For Jubal Brown, then an art student in Toronto in the 1990s, his two acts of defacement were born from disdain for the artworks, but were also part of a self-described performance piece he entitled Responding to Art. In 1996, during a visit to the Art Gallery of Ontario, Brown spontaneously vomited red gelatin and cake icing on Raoul Dufy’s Harbour at Le Havre (1906). Later that same year, he did it again on Piet Mondrian’s Composition In Red, White, and Blue (1933) at MoMA in New York—this time in shades of blue Jell-O and cake icing.
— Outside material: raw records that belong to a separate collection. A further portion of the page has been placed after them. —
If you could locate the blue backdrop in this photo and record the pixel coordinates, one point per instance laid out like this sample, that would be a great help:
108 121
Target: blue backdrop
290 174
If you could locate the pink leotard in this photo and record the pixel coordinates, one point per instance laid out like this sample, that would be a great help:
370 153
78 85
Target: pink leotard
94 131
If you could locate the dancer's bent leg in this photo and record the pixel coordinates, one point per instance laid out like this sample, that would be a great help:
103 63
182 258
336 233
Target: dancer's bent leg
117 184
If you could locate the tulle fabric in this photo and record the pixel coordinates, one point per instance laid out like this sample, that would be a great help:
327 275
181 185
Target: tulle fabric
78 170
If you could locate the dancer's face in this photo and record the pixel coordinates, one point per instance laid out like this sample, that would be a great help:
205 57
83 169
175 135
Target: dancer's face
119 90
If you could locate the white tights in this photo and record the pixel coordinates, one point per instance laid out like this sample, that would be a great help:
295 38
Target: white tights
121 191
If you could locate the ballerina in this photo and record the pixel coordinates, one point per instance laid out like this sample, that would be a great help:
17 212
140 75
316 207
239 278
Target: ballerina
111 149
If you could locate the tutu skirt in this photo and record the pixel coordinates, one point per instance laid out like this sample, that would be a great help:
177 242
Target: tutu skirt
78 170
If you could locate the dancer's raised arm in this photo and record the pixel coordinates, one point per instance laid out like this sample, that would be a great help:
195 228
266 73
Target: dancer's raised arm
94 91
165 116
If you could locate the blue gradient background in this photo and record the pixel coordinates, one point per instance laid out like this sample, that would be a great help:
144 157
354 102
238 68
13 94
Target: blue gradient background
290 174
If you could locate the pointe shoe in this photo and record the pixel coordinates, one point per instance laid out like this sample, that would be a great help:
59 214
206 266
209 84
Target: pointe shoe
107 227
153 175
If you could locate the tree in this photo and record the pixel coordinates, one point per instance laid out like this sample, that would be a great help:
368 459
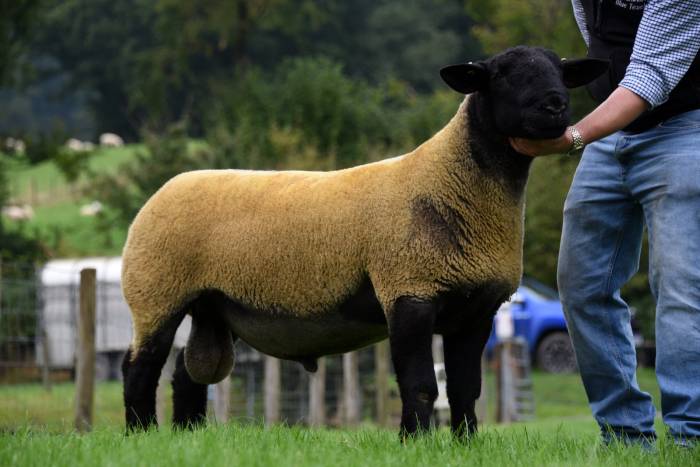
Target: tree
16 21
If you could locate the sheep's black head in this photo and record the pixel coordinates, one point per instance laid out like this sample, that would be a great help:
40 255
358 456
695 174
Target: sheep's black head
524 89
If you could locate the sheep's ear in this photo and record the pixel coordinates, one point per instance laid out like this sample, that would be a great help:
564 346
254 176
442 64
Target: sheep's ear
580 71
466 77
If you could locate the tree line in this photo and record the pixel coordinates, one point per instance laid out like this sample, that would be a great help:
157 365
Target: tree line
312 84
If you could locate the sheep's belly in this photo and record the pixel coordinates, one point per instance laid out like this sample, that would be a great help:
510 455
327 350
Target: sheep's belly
298 339
357 322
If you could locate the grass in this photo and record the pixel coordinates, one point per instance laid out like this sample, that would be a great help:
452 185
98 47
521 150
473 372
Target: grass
35 429
557 398
56 203
28 181
234 444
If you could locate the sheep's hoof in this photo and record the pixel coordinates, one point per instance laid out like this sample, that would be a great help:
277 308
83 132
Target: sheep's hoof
310 364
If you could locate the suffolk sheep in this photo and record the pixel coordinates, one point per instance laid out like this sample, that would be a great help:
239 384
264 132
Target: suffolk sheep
111 140
305 264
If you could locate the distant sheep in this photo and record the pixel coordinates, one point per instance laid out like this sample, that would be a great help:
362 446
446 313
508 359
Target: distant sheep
76 145
305 264
18 213
110 140
15 145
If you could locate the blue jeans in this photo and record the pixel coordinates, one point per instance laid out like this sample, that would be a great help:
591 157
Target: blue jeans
623 182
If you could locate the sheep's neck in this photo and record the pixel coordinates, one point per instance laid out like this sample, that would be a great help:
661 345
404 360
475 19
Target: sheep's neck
490 149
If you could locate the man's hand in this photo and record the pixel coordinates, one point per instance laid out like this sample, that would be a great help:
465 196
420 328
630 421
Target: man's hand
618 111
542 147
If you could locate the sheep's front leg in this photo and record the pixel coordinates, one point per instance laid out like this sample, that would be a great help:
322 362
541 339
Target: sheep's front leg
410 335
463 349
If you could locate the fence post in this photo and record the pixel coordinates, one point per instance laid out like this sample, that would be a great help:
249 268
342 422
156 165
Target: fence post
222 399
351 388
85 367
317 395
272 390
165 379
482 402
381 364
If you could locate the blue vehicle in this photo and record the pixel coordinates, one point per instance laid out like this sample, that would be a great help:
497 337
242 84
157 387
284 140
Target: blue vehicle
539 319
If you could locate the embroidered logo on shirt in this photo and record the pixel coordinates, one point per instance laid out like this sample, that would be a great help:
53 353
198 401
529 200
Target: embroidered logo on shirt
631 5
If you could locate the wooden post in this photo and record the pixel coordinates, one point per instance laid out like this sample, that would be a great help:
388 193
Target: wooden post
482 401
222 400
351 388
317 395
165 380
85 367
272 390
381 364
Initially claiming the incidents to be accidental, he later admitted it was a response to artwork that he found “oppressively trite and painfully banal.” He had planned a third “performance” in yellow, but did not complete the act. No actions were taken against him.
Political protest was the thrust behind the actions of Tony Shafrazi, now a New York gallerist. In 1974, he spray-painted Picasso’s Guernica (1937) in MoMA with the phrase “KILL LIES ALL”, understood to be a reaction to the announcement the previous day that a key figure involved in Vietnam’s My Lai massacre had been released on bail. However, in 1980, he said in a magazine interview that he “wanted to bring the art absolutely up to date, to retrieve it from art history and give it life.” He was charged with criminal mischief and Guernica was successfully cleaned.
Perhaps one of the most famous cases of vandalism is considered by some not to be an act of vandalism at all. Marcel Duchamp’s porcelain urinal titled Fountain (1917) has been the subject of numerous art performance encounters. In 1993, it was urinated upon by a performance artist who later, in 2006, smashed it with a hammer, causing a chip—an act of performance art the artist said Duchamp would have appreciated himself. This urination “performance” was also attempted in 2000 by two others, unsuccessfully. Most recently, in a case of vandalism of another spirit altogether, a well-meaning parishioner tried to “restore” an Ecce Homo fresco in a Spanish church, to calamitous results.
Encounters like the above place themselves squarely in that nebulous space between vandalism and intervention. Some of the individuals involved in these scenarios have positioned themselves not as vandals but as participants in the life of the artwork, as an intervening force acting to enhance, revive, or embellish upon the artwork’s message and relevance in today’s world. Perhaps this distinction between intervention and desecration hinges on whether the original creator is a willing party to the encounter or not; in the case of Rothko’s canvas, we’ll never know if he would have sanctioned his majestic Black on Maroon as a “potential piece of Yellowism.” Likely not.